Lesson 4 - A Contract or a Covenant?


When my husband and I were married, we were blissfully unaware of the challenges that would lie ahead. We began dating when I was in high school and after a time we broke up. We got back together, and he left on a church mission the same month I entered BYU as a college freshman. While he was out serving, the Church changed the length of missions from two years to eighteen months which was probably divine intervention, because I was seriously dating another young man. Ray got home from his mission February 1983, we were engaged by April, and married in July.

Prior to our marriage, we didn’t have any serious discussions about our future. We didn’t discuss how many children we wanted or how we were going to raise them. I do think, however, that we both knew the other person was committed to making our marriage work and that gospel living was an important element to our future.
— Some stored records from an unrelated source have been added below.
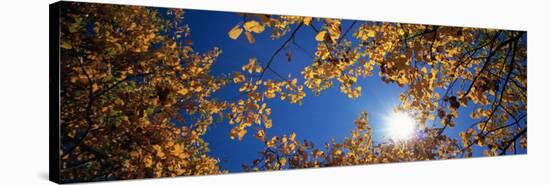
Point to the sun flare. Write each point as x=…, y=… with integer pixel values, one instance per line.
x=400, y=126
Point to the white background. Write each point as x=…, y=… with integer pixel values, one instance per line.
x=24, y=91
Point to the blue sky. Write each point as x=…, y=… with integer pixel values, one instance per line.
x=319, y=119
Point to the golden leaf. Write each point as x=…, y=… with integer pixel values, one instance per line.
x=249, y=37
x=235, y=32
x=321, y=36
x=254, y=26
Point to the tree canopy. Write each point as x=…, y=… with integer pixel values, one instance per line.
x=137, y=99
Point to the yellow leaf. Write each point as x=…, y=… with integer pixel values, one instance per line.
x=235, y=32
x=260, y=135
x=249, y=37
x=66, y=45
x=321, y=36
x=253, y=26
x=307, y=20
x=183, y=91
x=238, y=77
x=292, y=136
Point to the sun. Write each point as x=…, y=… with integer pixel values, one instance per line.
x=400, y=126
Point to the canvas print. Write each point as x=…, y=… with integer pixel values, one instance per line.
x=146, y=92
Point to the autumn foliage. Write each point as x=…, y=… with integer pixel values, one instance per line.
x=137, y=100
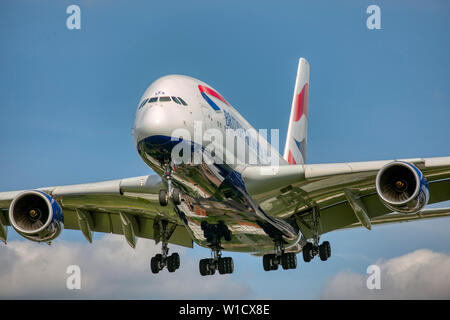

We have now been married for almost 36 years. We have experienced joy, fear, sadness, anxiety, love, a lot of laughter, and contentment. We have grown together, and we have grown in our love for the Lord. We know that we have made covenants, and we work to honor those covenants.

Contract vs. Covenant

A couple of years before we married, a close family member was married. That marriage ended in divorce. While I don’t know all the reasons they chose to divorce, I believe a big portion of it could be attributed to the fact that they had a contractual marriage. When things weren’t going as they had dreamed, they chose to walk away. At the time, one of the couple stated that they wanted to divorce before they grew to hate each other. There weren’t any major problems at the time; they just felt that a divorce would eventually occur so they might as well divorce sooner rather than later. Elder Bruce C. Hafen of the Quorum of Seventy has said, “When troubles come, the parties to a contractual marriage seek happiness by walking away” (https://www.lds.org/general-conference/1996/10/covenant-marriage?lang=eng). Of course, we all know that troubles will come. Every relationship will have difficulties. We weaken our chance of surviving those difficulties together when we choose a contractual marriage over a covenant marriage.

It is important to note that both spouses must be willing to work at keeping temple covenants. That does not always happen, but in my case, it has been so. We have tried to make decisions within the framework of what is best for our eternal family. President Henry B. Eyring, Counselor in the First Presidency of the Church has said, “There is nothing that has come or will come into your family as important as the sealing blessings. There is nothing more important than honoring the marriage and family covenants you have made or will make in the temples of God.” (https://www.lds.org/general-conference/2012/04/families-under-covenant?lang=eng) Elder Hafen continued, “Covenant marriage requires a total leap of faith: they must keep their covenants without knowing what risks that may require of them. They must surrender unconditionally, obeying God and sacrificing for each other. Then they will discover what Alma called ‘incomprehensible joy.’” As my husband and I strive to keep our covenants and sacrifice for each other, I know the promise of incomprehensible joy (eternal life with my family) will be ours through the eternities.